As to the first: Anyone with more than a passing familiarity with health-insurance markets should be aware of the existence of the so-called “mini-med” plans in question. Mini-med health plans are essentially the mirror image of “high-deductible” plans. They cover routine care with little or no co-pays, but not major medical expenses. Most people probably don’t know that, it’s true, but it’s simply inexcusable to be a congressman (or a congressional health staffer) responsible for writing this legislation and not realize that prohibiting health plans from setting annual coverage limits will drive mini-med plans out of the market.

As to the second: Setting aside whether or not one thinks it’s good public policy to regulate mini-meds out of existence, consider that Obamacare’s designers had not one, but two very simple legislative fixes available to them, both of which could easily have prevented the substantive (and public-relations) problems they created for themselves on this score.

One option would have been to simply delay the effective date of the prohibition on annual coverage limits until after 2014, when the legislation’s new subsidies for more comprehensive coverage become available to workers losing their current mini-med coverage.

The other option would have been to exempt mini-meds plans from the new coverage requirement by definitionally excluding them as a form of “supplemental coverage.” This second approach even has a statutory precedent that Obamacare’s designers should have been well aware of. Specifically, the 1996 Health Insurance Portability and Accountability Act (HIPAA) — Congress’s first and much more limited foray into federal regulation of health plans — established a list of “supplemental” coverages that are exempted from requirements imposed on comprehensive medical insurance. Such exempted insurance products include dental-only, vision-only, workman’s compensation, long-term care, etc. Obamacare does nothing to alter those existing statutory exemptions, and Congress could easily have avoided this issue by adding mini-med plans to that list.

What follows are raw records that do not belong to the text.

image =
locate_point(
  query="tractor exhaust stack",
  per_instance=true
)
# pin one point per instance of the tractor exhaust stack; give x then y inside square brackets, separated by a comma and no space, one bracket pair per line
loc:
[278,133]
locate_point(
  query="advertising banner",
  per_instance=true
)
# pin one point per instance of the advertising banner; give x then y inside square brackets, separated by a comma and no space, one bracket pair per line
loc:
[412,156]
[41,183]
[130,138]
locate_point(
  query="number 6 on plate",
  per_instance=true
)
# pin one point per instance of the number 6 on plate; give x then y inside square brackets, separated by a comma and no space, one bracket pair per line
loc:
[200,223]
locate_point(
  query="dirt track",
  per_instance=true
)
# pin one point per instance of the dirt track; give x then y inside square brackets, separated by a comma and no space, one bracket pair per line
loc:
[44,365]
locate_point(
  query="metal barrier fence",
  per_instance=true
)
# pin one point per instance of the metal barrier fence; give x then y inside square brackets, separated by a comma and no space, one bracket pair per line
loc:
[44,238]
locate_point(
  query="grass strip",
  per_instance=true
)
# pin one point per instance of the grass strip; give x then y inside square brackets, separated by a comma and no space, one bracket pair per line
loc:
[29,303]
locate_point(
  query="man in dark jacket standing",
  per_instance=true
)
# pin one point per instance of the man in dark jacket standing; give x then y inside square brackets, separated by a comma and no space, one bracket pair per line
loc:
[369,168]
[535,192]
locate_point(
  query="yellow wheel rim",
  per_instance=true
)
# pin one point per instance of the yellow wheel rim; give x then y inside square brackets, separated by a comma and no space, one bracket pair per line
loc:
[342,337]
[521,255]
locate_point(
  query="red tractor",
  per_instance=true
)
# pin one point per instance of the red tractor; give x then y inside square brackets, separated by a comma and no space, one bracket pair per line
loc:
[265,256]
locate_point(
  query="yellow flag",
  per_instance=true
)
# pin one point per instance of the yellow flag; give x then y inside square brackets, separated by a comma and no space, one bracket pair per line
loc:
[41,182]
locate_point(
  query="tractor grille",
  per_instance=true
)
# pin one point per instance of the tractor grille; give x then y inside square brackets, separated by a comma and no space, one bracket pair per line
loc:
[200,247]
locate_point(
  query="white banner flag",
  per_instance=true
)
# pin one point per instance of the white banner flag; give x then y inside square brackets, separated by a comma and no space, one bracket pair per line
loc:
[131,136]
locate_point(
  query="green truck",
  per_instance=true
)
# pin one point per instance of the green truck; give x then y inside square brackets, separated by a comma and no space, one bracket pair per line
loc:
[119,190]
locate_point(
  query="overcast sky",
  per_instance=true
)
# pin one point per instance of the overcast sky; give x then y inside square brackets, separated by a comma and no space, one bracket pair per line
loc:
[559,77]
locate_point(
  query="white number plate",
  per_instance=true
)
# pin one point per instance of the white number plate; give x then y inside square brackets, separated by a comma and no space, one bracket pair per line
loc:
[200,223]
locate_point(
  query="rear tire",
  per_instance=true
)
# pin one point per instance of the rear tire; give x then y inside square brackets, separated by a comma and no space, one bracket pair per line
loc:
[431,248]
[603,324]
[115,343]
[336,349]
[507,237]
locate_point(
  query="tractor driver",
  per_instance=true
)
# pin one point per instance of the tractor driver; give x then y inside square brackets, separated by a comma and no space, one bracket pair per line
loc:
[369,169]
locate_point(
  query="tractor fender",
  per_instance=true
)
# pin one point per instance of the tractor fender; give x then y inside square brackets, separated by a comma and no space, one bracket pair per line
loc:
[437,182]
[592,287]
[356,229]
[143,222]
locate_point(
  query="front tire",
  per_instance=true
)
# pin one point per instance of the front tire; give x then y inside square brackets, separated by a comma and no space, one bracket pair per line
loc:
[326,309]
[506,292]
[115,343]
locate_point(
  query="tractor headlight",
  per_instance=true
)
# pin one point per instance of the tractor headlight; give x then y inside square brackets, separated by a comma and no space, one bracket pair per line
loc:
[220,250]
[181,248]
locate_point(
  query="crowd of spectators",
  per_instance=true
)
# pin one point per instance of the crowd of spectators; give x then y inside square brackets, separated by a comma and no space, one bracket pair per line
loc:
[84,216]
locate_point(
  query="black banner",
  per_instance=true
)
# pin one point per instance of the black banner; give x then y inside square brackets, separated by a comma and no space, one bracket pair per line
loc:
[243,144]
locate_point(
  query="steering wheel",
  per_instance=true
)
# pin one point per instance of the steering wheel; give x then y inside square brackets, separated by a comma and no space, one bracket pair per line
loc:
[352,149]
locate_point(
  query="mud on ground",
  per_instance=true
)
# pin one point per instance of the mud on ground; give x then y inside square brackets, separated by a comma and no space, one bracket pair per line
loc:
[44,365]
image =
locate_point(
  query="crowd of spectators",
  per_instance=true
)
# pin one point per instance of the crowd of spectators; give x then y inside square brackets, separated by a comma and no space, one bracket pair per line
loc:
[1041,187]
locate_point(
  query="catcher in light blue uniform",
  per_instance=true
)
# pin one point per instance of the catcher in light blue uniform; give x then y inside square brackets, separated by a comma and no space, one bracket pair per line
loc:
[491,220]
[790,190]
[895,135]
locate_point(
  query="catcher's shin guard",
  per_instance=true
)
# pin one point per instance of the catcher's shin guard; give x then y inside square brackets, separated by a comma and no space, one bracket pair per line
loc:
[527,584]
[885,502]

Thus, if the McDonald’s plan in question were instead, say, a dental plan, the coverage would clearly be exempt — under both current law and Obamacare — and it would never have become an issue or a PR problem for the administration and for Obamacare supporters.

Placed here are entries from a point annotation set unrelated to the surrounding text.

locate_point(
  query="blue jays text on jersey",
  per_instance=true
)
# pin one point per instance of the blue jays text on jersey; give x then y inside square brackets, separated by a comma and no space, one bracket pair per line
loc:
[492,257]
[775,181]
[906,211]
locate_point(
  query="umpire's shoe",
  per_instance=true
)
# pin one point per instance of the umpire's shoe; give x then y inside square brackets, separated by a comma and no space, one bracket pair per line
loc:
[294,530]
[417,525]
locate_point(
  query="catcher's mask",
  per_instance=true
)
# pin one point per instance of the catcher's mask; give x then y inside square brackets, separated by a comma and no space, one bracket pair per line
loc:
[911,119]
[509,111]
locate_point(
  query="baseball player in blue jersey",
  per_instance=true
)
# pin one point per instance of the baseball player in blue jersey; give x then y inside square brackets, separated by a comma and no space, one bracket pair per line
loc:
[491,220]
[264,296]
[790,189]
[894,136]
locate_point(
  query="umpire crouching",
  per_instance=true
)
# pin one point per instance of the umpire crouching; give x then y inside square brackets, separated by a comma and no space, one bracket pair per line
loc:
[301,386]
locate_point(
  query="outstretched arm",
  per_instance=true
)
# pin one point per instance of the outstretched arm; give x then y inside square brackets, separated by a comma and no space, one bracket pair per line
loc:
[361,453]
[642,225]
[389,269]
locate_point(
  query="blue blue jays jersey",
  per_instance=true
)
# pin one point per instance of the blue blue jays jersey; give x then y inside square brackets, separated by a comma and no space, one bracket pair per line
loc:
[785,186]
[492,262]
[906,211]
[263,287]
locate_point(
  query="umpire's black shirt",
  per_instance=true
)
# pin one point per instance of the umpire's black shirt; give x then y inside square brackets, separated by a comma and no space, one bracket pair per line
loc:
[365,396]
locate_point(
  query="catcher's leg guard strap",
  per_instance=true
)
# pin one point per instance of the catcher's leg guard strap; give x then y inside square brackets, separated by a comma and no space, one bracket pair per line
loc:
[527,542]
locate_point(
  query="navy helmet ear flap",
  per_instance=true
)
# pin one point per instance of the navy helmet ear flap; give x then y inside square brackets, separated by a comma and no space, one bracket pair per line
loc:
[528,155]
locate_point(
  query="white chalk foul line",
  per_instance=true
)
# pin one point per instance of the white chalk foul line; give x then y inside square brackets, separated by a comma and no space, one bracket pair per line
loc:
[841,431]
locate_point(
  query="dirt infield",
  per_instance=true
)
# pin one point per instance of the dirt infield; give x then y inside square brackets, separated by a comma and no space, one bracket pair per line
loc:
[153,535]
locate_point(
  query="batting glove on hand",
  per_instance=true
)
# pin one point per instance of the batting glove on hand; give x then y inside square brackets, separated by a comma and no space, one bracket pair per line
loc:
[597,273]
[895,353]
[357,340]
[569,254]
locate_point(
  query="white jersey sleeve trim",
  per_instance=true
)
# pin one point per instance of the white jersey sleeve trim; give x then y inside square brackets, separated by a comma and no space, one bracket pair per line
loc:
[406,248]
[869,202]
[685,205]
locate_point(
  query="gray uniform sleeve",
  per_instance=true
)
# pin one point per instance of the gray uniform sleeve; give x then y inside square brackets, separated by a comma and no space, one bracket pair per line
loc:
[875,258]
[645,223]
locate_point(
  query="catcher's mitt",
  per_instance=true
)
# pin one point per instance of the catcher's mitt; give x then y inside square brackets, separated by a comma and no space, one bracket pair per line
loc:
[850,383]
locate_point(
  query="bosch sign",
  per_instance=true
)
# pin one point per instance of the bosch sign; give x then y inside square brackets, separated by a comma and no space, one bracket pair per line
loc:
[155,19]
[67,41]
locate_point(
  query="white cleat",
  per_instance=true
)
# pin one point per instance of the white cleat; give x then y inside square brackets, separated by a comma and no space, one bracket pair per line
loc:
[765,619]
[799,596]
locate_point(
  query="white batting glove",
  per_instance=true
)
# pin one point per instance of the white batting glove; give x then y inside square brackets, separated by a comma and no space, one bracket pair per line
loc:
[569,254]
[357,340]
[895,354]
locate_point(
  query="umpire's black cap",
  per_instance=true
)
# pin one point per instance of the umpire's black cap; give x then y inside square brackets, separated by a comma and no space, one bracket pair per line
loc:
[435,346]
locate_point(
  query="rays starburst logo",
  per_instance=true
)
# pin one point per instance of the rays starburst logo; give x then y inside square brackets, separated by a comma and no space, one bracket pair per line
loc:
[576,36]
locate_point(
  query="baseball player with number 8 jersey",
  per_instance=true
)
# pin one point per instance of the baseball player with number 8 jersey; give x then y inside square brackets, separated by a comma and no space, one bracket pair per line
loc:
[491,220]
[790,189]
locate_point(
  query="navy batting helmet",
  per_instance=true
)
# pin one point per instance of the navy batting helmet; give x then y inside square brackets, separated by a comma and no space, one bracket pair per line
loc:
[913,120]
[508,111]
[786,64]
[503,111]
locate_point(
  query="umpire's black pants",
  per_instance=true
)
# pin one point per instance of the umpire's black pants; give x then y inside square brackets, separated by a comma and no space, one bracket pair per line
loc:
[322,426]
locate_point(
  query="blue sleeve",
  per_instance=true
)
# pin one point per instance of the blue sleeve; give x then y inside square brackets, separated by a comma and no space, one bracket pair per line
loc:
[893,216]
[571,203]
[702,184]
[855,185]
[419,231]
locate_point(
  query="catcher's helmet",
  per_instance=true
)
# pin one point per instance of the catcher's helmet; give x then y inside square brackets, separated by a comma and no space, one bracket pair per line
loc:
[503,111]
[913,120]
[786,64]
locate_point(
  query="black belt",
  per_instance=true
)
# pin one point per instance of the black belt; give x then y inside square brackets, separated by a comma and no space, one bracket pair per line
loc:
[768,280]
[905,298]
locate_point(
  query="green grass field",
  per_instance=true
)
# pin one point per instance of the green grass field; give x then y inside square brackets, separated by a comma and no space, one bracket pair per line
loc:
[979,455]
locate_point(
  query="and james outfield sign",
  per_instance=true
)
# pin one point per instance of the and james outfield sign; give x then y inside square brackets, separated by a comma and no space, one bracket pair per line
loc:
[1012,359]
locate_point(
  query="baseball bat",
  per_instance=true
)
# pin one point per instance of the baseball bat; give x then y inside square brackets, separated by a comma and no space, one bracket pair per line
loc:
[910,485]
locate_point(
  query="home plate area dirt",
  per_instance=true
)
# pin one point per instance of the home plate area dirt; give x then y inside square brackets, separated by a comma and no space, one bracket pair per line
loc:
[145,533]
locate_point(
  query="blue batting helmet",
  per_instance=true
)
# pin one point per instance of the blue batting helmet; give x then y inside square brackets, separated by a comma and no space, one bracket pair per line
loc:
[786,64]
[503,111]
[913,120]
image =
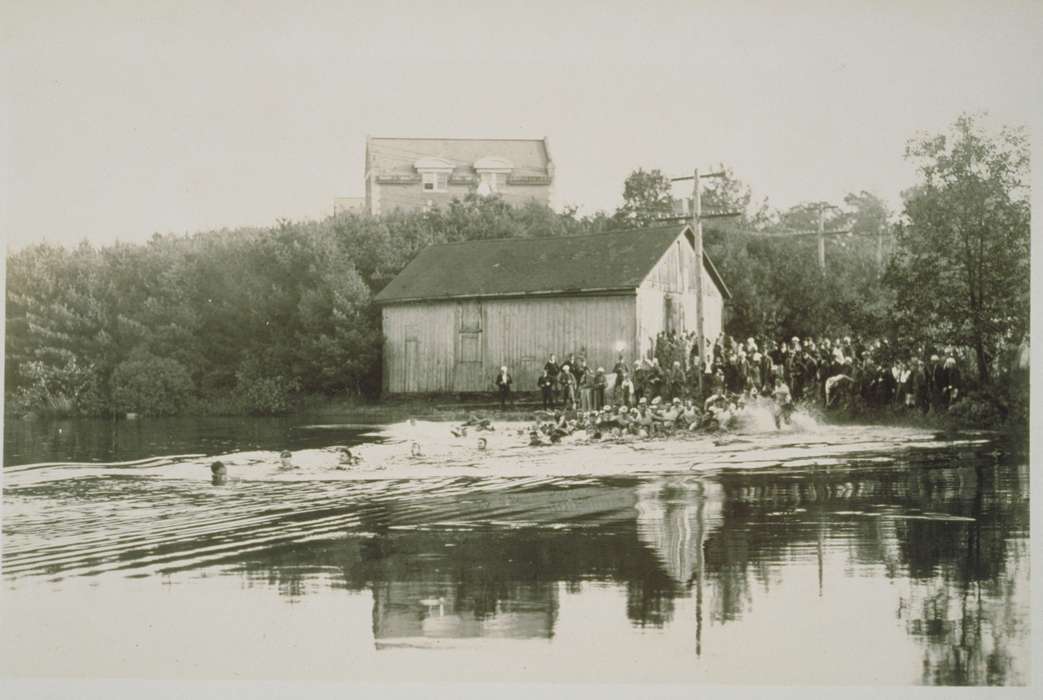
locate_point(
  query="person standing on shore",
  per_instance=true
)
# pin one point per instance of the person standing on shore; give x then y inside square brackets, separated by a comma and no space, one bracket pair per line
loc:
[600,382]
[546,385]
[585,383]
[553,369]
[503,383]
[620,370]
[567,383]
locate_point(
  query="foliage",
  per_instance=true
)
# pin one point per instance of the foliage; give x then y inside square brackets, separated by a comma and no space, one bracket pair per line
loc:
[647,197]
[962,267]
[150,385]
[260,316]
[263,392]
[255,314]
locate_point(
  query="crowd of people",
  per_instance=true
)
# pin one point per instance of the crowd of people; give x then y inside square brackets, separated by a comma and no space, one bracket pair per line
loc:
[815,370]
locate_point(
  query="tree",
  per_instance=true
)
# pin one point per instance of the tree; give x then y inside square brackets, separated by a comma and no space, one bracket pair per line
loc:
[647,197]
[962,265]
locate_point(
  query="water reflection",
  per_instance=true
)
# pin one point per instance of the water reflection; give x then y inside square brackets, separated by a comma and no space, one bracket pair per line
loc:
[943,538]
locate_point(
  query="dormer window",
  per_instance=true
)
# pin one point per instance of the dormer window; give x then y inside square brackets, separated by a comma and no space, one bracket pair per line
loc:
[434,173]
[494,180]
[436,182]
[492,173]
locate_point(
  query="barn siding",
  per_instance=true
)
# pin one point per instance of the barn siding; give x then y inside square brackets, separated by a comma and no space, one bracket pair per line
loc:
[674,276]
[519,333]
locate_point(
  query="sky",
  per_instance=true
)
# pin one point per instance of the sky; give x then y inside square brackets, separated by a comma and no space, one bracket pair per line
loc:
[124,119]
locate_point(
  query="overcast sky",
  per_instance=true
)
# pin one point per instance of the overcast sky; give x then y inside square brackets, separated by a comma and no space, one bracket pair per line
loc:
[122,119]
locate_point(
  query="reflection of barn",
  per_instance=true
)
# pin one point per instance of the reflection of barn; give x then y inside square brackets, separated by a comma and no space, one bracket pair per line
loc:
[674,517]
[490,582]
[459,311]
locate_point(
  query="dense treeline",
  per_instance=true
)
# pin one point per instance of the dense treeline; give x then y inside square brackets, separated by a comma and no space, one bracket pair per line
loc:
[245,320]
[228,320]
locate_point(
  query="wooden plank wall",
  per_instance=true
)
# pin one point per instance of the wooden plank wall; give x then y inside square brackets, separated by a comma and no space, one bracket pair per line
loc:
[674,275]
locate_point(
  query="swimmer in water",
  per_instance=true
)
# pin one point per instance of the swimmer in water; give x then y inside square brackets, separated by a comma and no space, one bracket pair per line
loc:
[218,474]
[347,460]
[284,460]
[783,403]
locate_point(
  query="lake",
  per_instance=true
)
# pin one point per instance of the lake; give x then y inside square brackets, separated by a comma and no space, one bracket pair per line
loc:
[828,554]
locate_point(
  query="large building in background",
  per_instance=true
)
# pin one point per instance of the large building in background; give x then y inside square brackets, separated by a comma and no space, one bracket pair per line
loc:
[413,174]
[459,311]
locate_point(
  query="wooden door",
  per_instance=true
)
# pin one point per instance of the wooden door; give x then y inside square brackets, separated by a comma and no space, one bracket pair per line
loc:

While this may all seem somewhat arcane, it is far from arcane to the million-plus workers for whom continuation of their current coverage is now contingent on the politically motivated decisions of HHS political appointees.

The whole law is bad policy. But even if one agrees with the policy, one can still recognize that the legislation itself was badly executed. The way for conservatives to drive Obamacare’s negatives even higher than they already are is by repeatedly reinforcing the theme that Obamacare is the product of three “I” words: ideology, ignorance, and incompetence. The more negative the public’s opinion of Obamacare becomes, the more likely repeal becomes, regardless of the partisan make-up of the next Congress.

So far, conservatives have done a fairly good job focusing on the ideology part, but we can do more to highlight the other two. It is also a message conservatives can take to those who may not object to Obamacare’s ideological underpinnings as strongly as we do, but who will become increasingly disillusioned with its results as they unfold.

Edmund F. Haislmaier is a senior research fellow in health-policy studies at the Heritage Foundation.